Module constriction::backends

source ·
Expand description

Sources and sinks of compressed data

This module declares traits for reading and writing sequences of bits in small chunks (“words”) of fixed size. When entropy coders provided by constriction read in or write out a word of compressed data they do this through a generic type, typically called Backend, that implements one or more of the traits from this module. Declaring traits for entropy coder backends allows us to make entropy coders generic over the specific backends they use used rather than forcing a single choice of backend implementation on all users of a given entropy coder. This gives users with specialized needs fine grained control over the behaviour of entropy coders without sacrificing ergonomics or computational efficiency in the common use cases.

This module is meant for advanced use cases

Most users of constriction don’t have to worry much about backends since all entropy coders default (at compile time) to reasonable backends based on what you use them for. You will usually end up using a Vec backend for encoding, and you may use either a Vec or a Cursor backend for decoding depending on whether your entropyc coder has stack or queue semantics and whether you want to consume or retain the compressed data after decoding. However, these automatically inferred default backends may not be suitable for certain advanced use cases. For example, you may want to decode data directly from a network socket, or you may be implementing a container format that performs some additional operation like multiplexing directly after entropy coding. In such a case, you may want to declare your own type for the source or sink of compressed data and implement the relevant traits from this module for it so that you can use it as a backend for an entropy coder.

Module Overview

The main traits in this module are ReadWords and WriteWords. They express the capability of a backend to be a source and/or sink of compressed data, respectively. Both traits are generic over a type Word, which is usually a BitArray, and which represents the smallest unit of compressed data that an entropy coder will read and/or write at a time (all provided entropy coders in constriction are generic over the Word and default to Word = u32). Types that implement one of the backend traits often also implement Pos and/or Seek from the parent module. The remaining traits in this module specify further properties of the backend (see BoundedReadWords and BoundedWriteWords) and provide permanent or temporary conversions into backends with different capabilities (see IntoReadWords, IntoSeekReadWords, AsReadWords, and AsSeekReadWords).
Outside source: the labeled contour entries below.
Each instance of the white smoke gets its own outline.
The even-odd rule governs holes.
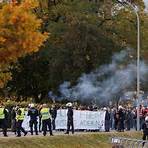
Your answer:
[[[131,60],[131,59],[130,59]],[[60,85],[59,91],[62,98],[68,99],[99,99],[108,101],[114,96],[129,89],[136,82],[136,62],[129,63],[129,55],[126,50],[115,54],[111,64],[103,65],[97,70],[82,74],[76,86],[71,86],[70,82]],[[140,81],[147,80],[148,66],[140,63]]]

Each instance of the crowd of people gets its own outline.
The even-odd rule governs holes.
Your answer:
[[[47,104],[35,106],[34,104],[29,104],[27,108],[22,106],[15,106],[12,108],[11,112],[8,111],[2,104],[0,105],[0,127],[2,128],[3,135],[7,137],[7,118],[11,114],[11,130],[16,134],[17,137],[21,137],[21,133],[24,136],[27,135],[28,131],[22,127],[22,123],[25,117],[25,112],[27,111],[27,116],[30,117],[29,126],[30,133],[33,135],[39,134],[42,132],[46,136],[47,131],[50,132],[50,135],[53,136],[53,130],[56,129],[55,120],[57,116],[57,110],[59,108],[52,105],[51,108]],[[97,107],[76,107],[72,103],[67,103],[66,108],[67,112],[67,131],[65,134],[69,134],[70,128],[72,134],[74,134],[74,123],[73,123],[73,110],[90,110],[97,111],[100,110]],[[124,132],[125,130],[129,131],[131,129],[137,130],[137,109],[136,108],[124,108],[119,106],[118,108],[101,108],[105,113],[105,131],[109,132],[111,130],[116,130],[118,132]],[[140,130],[148,129],[148,107],[140,105],[139,108],[140,115]],[[39,119],[39,120],[38,120]],[[147,119],[147,120],[146,120]],[[39,127],[39,128],[38,128]],[[34,129],[33,129],[34,128]],[[147,133],[148,134],[148,133]],[[145,135],[147,135],[145,134]],[[145,139],[145,136],[144,138]]]
[[[123,132],[124,130],[130,131],[131,129],[137,130],[137,108],[124,108],[119,106],[117,108],[106,108],[105,116],[105,131],[117,130]],[[145,118],[148,116],[148,107],[140,105],[139,107],[140,116],[140,130],[145,122]]]
[[[73,124],[73,108],[72,103],[67,103],[66,107],[67,112],[67,131],[65,134],[69,134],[70,127],[72,127],[72,134],[74,134],[74,124]],[[11,112],[8,111],[2,104],[0,105],[0,127],[2,128],[4,137],[7,135],[7,125],[8,125],[8,116],[11,114],[11,130],[14,132],[16,137],[21,137],[21,133],[24,136],[27,135],[28,131],[22,127],[22,123],[25,118],[25,113],[30,117],[29,127],[31,135],[38,135],[39,132],[42,132],[44,136],[47,135],[47,132],[50,132],[50,135],[53,136],[52,130],[55,130],[55,119],[57,116],[57,108],[55,105],[52,105],[51,108],[47,104],[35,106],[34,104],[29,104],[27,108],[22,106],[13,107]],[[39,120],[38,120],[39,119]],[[39,126],[39,128],[38,128]]]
The backend traits are implemented for the standard library type Vec where applicable and for a few new types defined in this module. The most important type defined in this module is a Cursor, which wraps a generic buffer of an in-memory slice of words together with an index into the buffer (constriction::backends::Cursor is to the backend traits roughly what std::io::Cursor is to the std::io::{Read, Write} traits). A Cursor can hold either owned or borrowed data and can be used for reading and/or writing (if the buffer is mutable) with both Queue and Stack read/write semantics.

Read/Write Semantics

The ReadWords trait has a second type parameter with trait bound Semantics. Semantics are (typically zero sized) marker types that indicate how reads from a backend behave in relation to writes to the backend. This issue is moot for backends that support only one of reading or writing but not both. Therefore, any backend that does not implement WriteWords may implement ReadWords for multiple Semantics. However, backends that implement both ReadWords and WriteWords must make sure to implement ReadWords only for the one or more appropriate semantics. There are two predefined Semantics: Queue, which indicates that reads and writes operate in the same linear direction (“first in first out”) and Stack, which is also a linear sequence of words but one where reads and writes operate in opposite directions (“last in first out”). You may define your own Semantics if you want to implement a backend based on a more fancy abstract data type.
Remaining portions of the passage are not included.